Jérôme Cahuzac vient de publier sur son blog la déclaration suivante :
Par lettre du 26 mars 2013, j’ai demandé à Messieurs les juges d’instruction Roger Le Loire et Renaud Van Ruymbeke de bien vouloir me recevoir afin que, délivré des obligations de ma fonction, je puisse enfin donner les explications qui s’imposent au regard de la détention à l’étranger d’un compte bancaire dont je suis le bénéficiaire depuis une vingtaine d’années.J’ai rencontré les deux juges aujourd’hui. Je leur ai confirmé l’existence de ce compte et je les ai informés de ce que j’avais d’ores et déjà donné les instructions nécessaires pour que l’intégralité des actifs déposés sur ce compte, qui n’a pas été abondé depuis une douzaine d’années, soit environ 600.000 €, soient rapatriés sur mon compte bancaire à Paris.
A Monsieur le Président de la République, au Premier Ministre, à mes anciens collègues du gouvernement, je demande pardon du dommage que je leur ai causé. A mes collègues parlementaires, à mes électeurs, aux Françaises et aux Français j’exprime mes sincères et plus profonds regrets.
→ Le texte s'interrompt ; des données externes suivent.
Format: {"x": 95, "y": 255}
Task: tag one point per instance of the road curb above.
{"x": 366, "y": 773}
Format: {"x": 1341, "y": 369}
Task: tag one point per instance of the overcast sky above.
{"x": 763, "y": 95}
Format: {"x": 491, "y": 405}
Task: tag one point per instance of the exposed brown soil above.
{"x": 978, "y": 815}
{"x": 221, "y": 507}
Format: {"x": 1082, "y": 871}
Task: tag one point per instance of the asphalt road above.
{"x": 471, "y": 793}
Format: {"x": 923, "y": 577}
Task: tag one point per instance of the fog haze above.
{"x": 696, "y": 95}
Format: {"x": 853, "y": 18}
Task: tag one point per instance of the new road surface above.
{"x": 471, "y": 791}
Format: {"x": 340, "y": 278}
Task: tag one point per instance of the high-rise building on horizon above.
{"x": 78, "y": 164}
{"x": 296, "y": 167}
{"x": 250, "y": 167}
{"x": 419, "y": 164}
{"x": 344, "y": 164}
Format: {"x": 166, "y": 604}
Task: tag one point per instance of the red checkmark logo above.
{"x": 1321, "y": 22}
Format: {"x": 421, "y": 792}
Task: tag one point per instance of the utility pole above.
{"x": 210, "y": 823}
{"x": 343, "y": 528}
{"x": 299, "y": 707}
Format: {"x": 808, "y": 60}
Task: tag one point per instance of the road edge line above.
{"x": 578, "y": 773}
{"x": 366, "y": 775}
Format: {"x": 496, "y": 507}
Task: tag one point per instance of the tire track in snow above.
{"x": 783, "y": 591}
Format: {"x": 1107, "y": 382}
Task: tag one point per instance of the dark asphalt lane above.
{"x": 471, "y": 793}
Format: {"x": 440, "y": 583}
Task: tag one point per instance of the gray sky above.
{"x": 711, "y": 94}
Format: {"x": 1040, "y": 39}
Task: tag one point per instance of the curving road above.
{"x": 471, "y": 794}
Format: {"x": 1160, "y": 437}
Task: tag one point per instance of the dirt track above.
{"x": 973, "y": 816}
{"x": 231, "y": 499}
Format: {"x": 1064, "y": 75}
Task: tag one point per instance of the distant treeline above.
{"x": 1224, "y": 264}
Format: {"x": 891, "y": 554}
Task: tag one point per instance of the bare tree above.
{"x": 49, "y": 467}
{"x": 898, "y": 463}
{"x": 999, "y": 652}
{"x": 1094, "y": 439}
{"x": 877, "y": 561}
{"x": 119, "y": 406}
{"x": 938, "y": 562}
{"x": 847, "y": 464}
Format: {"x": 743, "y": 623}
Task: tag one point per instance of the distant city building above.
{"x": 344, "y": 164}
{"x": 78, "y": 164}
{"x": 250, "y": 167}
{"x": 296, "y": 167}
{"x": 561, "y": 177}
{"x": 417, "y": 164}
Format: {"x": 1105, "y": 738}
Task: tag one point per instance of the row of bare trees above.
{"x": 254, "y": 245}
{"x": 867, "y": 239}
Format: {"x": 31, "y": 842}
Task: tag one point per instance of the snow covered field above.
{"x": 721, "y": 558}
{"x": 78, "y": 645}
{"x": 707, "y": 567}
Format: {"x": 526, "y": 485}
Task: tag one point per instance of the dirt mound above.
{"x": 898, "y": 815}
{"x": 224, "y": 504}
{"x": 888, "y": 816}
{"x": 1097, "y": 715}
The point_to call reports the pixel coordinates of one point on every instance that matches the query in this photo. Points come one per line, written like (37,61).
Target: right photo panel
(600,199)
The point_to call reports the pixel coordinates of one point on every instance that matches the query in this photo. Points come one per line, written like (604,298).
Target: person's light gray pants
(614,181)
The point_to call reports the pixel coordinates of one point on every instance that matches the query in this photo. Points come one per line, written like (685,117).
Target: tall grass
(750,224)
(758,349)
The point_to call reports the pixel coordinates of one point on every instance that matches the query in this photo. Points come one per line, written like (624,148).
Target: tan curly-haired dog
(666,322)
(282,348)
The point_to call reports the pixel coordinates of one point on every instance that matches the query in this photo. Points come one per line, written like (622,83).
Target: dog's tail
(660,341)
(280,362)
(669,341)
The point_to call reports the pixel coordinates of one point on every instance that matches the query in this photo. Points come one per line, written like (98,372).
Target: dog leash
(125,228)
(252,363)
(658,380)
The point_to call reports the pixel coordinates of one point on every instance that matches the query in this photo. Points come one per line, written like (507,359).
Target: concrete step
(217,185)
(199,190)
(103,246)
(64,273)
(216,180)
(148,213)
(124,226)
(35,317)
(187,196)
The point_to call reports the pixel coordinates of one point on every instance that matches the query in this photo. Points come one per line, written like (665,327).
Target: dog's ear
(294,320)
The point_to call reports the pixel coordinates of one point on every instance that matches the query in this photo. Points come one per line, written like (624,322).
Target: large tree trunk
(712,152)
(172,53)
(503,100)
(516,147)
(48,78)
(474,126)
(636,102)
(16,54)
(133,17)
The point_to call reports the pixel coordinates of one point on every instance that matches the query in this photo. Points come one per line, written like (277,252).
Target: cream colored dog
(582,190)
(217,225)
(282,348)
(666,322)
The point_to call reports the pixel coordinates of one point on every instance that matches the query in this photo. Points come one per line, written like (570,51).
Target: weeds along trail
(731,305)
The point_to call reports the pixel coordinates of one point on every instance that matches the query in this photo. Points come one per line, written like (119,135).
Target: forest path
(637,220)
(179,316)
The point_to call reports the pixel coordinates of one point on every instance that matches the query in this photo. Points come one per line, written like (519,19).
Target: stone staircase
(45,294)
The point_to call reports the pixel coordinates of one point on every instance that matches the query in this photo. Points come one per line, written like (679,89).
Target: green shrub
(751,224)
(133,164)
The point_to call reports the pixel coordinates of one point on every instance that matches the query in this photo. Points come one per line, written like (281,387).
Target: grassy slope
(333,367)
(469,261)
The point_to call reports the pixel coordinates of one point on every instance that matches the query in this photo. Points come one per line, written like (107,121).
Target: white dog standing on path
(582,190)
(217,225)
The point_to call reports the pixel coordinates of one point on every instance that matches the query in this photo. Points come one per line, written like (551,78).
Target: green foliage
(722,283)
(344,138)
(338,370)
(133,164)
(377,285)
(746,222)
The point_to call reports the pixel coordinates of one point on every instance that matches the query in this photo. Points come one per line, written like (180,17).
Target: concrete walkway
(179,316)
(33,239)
Je pense aussi à mes collaborateurs, à mes amis et à ma famille que j’ai tant déçus.
J’ai mené une lutte intérieure taraudante pour tenter de résoudre le conflit entre le devoir de vérité auquel j’ai manqué et le souci de remplir les missions qui m’ont été confiées et notamment la dernière que je n’ai pu mener à bien. J’ai été pris dans une spirale du mensonge et m’y suis fourvoyé. Je suis dévasté par le remords.
Penser que je pourrais éviter d’affronter un passé que je voulais considérer comme révolu était une faute inqualifiable. J’affronterai désormais cette réalité en toute transparence.